Spread hummus on the inside and stuff with the chicken and onion mixture and Israeli salad.Take the toasted pita and slice in half.Once well seared on one side, add the onions back to the pan and stir with the chicken on high heat for another 2-3 minutes until done. Add the chicken breast and let sear on one side for 1 minute. Heat the non-stick skillet to high heat.Season the chicken breast with cayenne, turmeric, cumin, paprika, salt, pepper, 1 tablespoon olive oil and the juice of ½ a lemon.Once translucent, remove from pan and set aside.Lower the heat to low and let cook for 4-5 minutes. Slice 1 onion thinly and add to a non-stick skillet on medium heat.Once incorporated stir in an additional 1 teaspoon of water at a time until you reach the consistency you want (light & creamy). For the tahini stir the tahini paste with the garlic, juice of ½ a lemon and salt.Cover the bowl with clingfilm/beeswax wrap and marinate for at least four hours or overnight (up to 24 hours maximum). Prepare the salad by combining diced cucumbers, tomato and ½ an onion with salt, pepper, ½ a tablespoon of olive oil and the juice of 1 lemon. Then add them to the bowl with the shawarma marinade and toss to coat.


They make a great dinner or lunch and only take about 20 minutes to prepare. These yummy fluffy pitas are filled with spicy chicken shawarma, caramelized onions, fresh Israeli salad, hummus, creamy tahini and topped with some sliced jalapeño. Obviously I don’t have a shawarma revolver thing at home, so this recipe was made pan fried, but the seasonings on the chicken are what give it the shawarma flavor. His family is originally from Yemen and I have yet to master Yemeni food but one baby step at a time is good enough. I know what its like to be far from home and to have a bowl of my mom’s food fill me up with fuzzy feelings of comfort and family, so I’d love to do the same for him when he’ll need it. Oren, my husband, and I are planning on moving to the states in about a year and knowing that he will be away from his home, his family and friends, has made me step up my game with cooking Israeli food (especially his favorite Israeli chicken shawarma). Try lots of variations to find your favorite and serve it with your beef, chicken, lamb or even vegetable shawarma.Sure, I can walk out the door and choose from 5,349 different shawarma places to eat at but there’s something special about making yourself an Israeli chicken shawarma sandwich at home from scratch. Sometimes a tablespoon or two of tahini is also mixed in as well as some mint along with the dill. It is a combination of thick, Greek-style yogurt, lemon juice, finely minced or grated garlic, dill, and salt.
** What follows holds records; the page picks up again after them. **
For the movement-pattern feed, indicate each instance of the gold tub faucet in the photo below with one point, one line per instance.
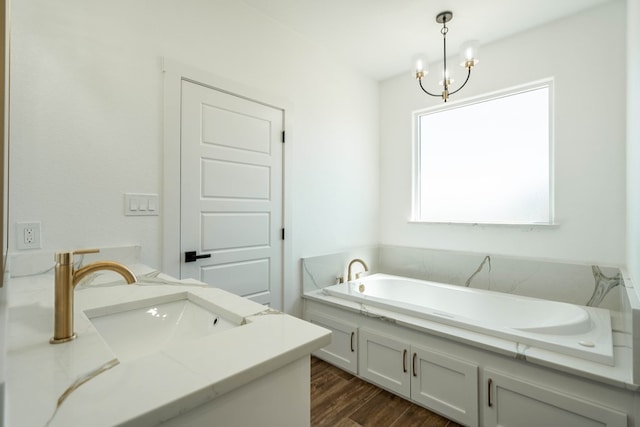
(353, 261)
(66, 279)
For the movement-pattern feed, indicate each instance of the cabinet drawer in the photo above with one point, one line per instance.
(343, 351)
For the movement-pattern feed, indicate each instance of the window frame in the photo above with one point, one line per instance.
(416, 154)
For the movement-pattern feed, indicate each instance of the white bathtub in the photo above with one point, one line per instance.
(578, 331)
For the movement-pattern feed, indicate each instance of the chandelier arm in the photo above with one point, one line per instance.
(465, 82)
(425, 91)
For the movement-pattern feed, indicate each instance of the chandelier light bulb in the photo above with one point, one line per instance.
(469, 53)
(469, 58)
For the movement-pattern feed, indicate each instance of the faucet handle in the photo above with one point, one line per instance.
(64, 258)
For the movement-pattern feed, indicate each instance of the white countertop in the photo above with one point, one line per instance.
(148, 390)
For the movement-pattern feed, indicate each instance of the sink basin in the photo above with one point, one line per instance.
(149, 327)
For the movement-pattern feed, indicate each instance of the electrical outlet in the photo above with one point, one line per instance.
(28, 235)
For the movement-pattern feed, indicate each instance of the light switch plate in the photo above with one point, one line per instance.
(137, 204)
(28, 235)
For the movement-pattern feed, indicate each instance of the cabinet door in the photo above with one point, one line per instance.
(384, 361)
(342, 352)
(445, 384)
(517, 402)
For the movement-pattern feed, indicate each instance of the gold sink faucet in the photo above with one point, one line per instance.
(353, 261)
(66, 280)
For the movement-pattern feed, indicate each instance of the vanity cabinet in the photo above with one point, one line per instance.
(513, 401)
(343, 350)
(444, 383)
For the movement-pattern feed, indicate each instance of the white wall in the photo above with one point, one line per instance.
(86, 119)
(633, 139)
(585, 55)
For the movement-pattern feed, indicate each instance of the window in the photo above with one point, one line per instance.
(486, 160)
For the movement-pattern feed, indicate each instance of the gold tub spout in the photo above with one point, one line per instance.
(353, 261)
(66, 279)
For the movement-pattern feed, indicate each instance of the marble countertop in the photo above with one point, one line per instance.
(82, 382)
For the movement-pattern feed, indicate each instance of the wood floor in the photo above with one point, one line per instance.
(339, 399)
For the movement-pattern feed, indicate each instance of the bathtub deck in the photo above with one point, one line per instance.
(341, 399)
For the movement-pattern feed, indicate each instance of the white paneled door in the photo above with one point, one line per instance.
(231, 193)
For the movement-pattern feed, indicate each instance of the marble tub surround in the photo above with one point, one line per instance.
(563, 282)
(620, 374)
(152, 388)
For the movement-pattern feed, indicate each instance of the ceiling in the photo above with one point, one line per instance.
(381, 36)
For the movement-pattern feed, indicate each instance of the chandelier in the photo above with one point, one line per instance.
(468, 52)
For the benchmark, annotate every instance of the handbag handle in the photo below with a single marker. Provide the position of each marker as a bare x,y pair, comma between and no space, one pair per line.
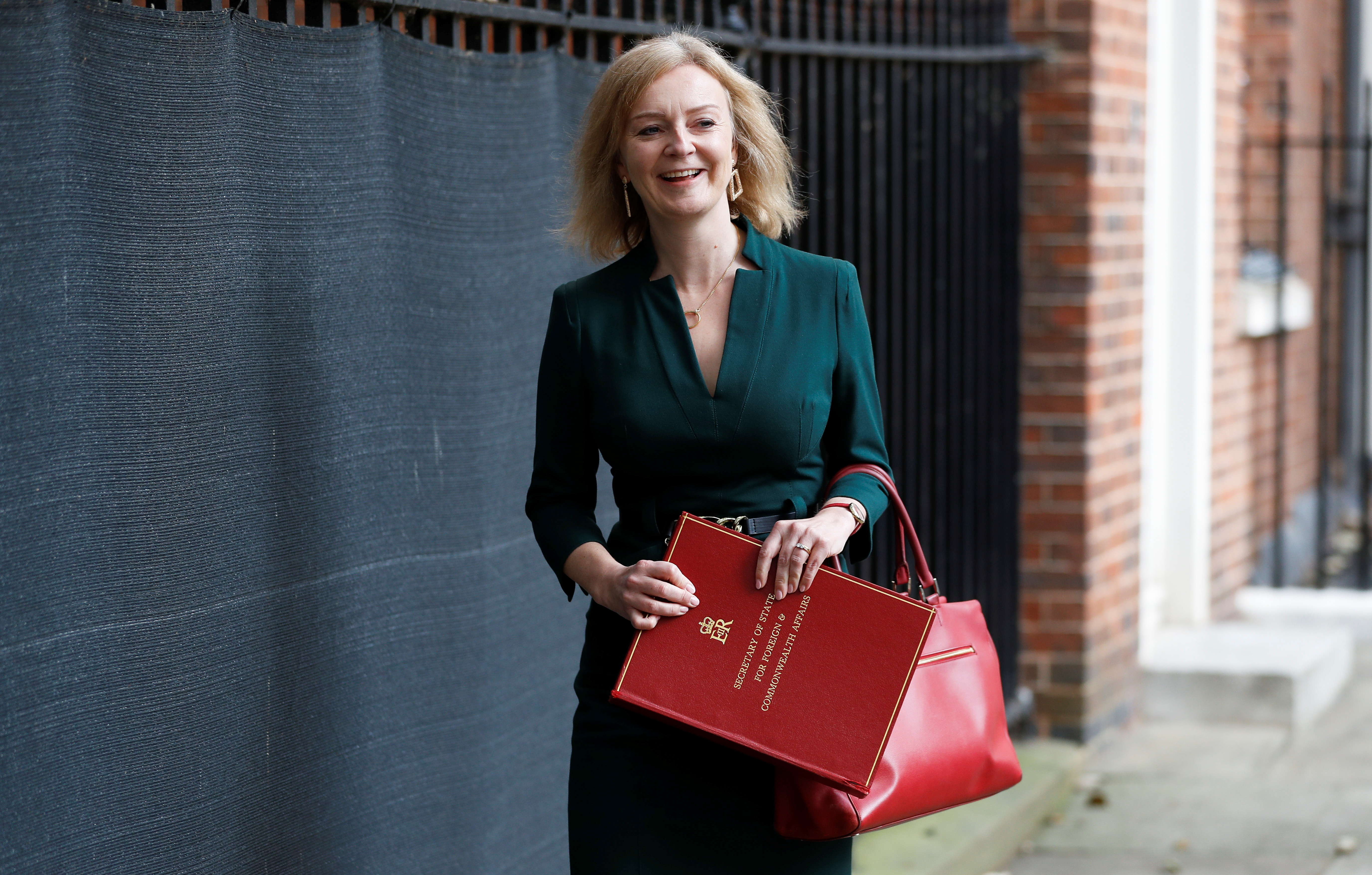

Store any leftovers in a sealed container in the fridge for a few days. Want it thinner? Add some water? A little thicker? Add a touch more sesame paste? Like it hot and spicy? Add in some red pepper flakes. Simply combine equal parts sesame paste with water, add in about 2 tablespoons of lemon juice to every quarter cup of the sesame paste and season with salt and pepper. Some markets sell it ready made but we recommend you opt for purchasing plain sesame paste and making it yourself. This sesame based sauce is a staple in Middle Eastern cooking and very easy to make at home. Tahini sauce: Undoubtedly the most popular option to top your shawarma is tahini sauce.